À sa sortie, en 2005, il plonge dans la création tous azimuts à Montréal. Avec des compagnies en marge comme le Théâtre néo-futuriste (Pièces pour emporter) ou le Festival Fringe. Il fait des tournées dans des spectacles jeune public pour le Clou, le Youtheatre et le DynamO Théâtre. Avec cette dernière compagnie, l'interprète voyage en Europe pendant près d'un an: «Je jouais avec des acrobates pas tuables, dit-il. On faisait la fête, ville après ville, presque tous les soirs. Et le lendemain, on devait se lever à 7h du matin pour faire nos exercices et se préparer pour les représentations qui avaient lieu en fin d'avant-midi!»

Puis arrivent les piges pour des théâtres institutionnels.
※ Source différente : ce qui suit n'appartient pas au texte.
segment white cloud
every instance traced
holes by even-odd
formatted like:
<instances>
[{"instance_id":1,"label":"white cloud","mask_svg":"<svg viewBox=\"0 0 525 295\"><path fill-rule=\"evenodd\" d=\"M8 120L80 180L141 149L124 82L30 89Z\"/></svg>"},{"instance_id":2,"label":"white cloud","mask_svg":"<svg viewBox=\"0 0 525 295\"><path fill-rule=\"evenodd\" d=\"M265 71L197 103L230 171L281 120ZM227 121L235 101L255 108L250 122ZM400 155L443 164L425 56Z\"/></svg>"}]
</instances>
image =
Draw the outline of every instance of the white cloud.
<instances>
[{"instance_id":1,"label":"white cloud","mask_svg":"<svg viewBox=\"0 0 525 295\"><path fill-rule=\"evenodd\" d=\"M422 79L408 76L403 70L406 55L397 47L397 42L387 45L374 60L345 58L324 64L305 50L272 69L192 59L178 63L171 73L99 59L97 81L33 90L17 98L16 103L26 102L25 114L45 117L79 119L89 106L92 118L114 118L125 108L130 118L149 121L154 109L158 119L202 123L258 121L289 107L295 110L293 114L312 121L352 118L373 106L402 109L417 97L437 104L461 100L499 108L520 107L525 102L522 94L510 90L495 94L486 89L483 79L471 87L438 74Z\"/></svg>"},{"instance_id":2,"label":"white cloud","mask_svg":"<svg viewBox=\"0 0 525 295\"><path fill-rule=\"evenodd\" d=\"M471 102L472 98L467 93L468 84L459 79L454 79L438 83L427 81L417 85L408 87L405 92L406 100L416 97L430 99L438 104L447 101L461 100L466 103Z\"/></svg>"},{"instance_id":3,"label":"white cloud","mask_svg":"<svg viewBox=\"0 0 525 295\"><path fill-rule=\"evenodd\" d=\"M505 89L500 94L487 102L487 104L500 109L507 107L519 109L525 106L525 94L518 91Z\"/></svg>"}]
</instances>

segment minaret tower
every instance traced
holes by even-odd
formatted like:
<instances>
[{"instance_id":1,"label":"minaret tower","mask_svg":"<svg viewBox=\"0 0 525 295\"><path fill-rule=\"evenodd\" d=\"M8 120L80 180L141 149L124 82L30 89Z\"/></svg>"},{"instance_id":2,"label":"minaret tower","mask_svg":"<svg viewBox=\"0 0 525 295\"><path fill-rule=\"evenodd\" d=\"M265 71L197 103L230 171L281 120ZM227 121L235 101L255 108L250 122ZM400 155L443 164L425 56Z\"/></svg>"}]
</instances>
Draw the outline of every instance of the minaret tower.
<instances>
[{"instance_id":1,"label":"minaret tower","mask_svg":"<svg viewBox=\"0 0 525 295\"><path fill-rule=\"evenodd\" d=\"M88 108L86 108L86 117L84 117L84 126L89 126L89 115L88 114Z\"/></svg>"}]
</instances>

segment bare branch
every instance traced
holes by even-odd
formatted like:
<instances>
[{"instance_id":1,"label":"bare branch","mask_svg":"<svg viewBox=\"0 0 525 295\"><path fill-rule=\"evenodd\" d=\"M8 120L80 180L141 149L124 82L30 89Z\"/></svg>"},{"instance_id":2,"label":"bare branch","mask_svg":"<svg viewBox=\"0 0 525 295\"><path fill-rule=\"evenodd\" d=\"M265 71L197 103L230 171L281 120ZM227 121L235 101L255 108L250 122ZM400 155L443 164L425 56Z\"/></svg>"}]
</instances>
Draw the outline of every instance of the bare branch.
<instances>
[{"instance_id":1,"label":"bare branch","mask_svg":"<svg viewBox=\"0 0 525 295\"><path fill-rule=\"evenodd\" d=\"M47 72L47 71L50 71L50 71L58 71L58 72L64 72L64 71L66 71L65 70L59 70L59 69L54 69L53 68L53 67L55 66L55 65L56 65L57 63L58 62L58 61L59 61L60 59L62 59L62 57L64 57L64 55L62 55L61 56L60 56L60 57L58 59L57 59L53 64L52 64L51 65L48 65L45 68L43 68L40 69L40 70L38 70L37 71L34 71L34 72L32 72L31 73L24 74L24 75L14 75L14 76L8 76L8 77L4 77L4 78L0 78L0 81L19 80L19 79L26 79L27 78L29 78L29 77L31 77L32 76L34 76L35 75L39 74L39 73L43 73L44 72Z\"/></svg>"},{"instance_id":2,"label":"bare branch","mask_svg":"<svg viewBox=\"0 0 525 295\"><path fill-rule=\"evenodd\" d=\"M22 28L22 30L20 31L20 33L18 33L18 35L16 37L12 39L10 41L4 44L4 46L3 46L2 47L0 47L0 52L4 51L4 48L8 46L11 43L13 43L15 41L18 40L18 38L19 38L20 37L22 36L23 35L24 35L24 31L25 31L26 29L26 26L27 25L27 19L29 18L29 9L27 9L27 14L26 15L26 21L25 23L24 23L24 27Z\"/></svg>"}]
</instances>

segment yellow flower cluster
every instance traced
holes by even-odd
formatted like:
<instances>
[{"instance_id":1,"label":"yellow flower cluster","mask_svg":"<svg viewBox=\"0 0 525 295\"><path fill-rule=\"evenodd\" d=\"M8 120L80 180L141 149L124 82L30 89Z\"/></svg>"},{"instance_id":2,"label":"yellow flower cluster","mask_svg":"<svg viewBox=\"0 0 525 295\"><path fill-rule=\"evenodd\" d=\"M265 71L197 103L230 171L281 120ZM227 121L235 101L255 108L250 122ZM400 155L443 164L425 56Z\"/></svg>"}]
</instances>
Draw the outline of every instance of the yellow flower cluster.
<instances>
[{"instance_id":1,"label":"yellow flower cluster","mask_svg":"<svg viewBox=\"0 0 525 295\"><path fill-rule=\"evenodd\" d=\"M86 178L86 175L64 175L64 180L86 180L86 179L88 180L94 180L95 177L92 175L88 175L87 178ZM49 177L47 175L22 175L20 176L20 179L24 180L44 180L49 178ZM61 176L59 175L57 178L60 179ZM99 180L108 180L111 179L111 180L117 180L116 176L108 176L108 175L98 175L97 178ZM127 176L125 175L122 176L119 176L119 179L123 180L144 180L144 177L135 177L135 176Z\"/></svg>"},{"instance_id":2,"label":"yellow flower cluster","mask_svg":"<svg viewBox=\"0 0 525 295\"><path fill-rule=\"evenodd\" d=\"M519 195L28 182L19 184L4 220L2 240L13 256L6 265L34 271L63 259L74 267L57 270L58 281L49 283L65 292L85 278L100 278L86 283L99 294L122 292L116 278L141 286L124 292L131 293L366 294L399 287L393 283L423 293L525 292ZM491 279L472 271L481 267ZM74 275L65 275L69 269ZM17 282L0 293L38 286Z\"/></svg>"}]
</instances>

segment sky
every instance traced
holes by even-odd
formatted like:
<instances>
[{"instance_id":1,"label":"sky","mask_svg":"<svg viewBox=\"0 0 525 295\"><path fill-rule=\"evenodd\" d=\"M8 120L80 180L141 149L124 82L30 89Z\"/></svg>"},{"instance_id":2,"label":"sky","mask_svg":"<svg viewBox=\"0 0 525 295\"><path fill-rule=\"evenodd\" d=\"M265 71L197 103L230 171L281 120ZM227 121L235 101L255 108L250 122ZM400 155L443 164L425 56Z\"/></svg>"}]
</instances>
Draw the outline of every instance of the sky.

On le voit surtout au Théâtre d'Aujourd'hui dans Province Playhouse de Normand Chaurette; Toxique, aux côtés d'Élise Guilbault et de Guy Nadon; puis ce premier rôle dans Contre le temps de Geneviève Billette: «Au party de fin de production, début décembre, je l'ai remercié d'en avoir donné encore plus que ce que le metteur en scène lui avait demandé», dit René Richard Cyr.

Jogger en répétant

Pour Benoît Drouin-Germain, le jeu est un éternel apprentissage. Il adore autant être sur scène que le travail de préparation à un rôle. Mais en bon hyperactif, il a du mal à rester chez lui et à se concentrer plus d'une heure sur un texte. «Je travaille moins intensivement, mais presque tout le temps. J'apprends mes répliques en cuisinant mon souper, en faisant mon jogging sur le mont Royal ou en allant à un rendez-vous.»

Son hiver s'annonce aussi chargé. L'acteur sera de la distribution de la nouvelle pièce d'Alexis Martin au Nouveau théâtre expérimental, Invention du chauffage central en Nouvelle-France. Le premier volet d'une «saga historique» à l'affiche en février prochain. Il fait partie de la nouvelle série de TVA, O', avec Guy Nadon et Marie Tifo. En plus de jouer dans le film Les poètes de Ferré (sortie prévue: été 2012).

«Benoît pèse toujours le pour et le contre», raconte le comédien David Michaël, son grand ami de Trois-Rivières et collègue de classe à Lionel-Groulx. «Il est très humble. Il ne pense pas à la célébrité; il voit ce métier à long terme. Son but, c'est de durer et d'avoir la reconnaissance de ses pairs.»

Pour le dernier but, on peut dire que le joueur de basket a déjà fait un panier!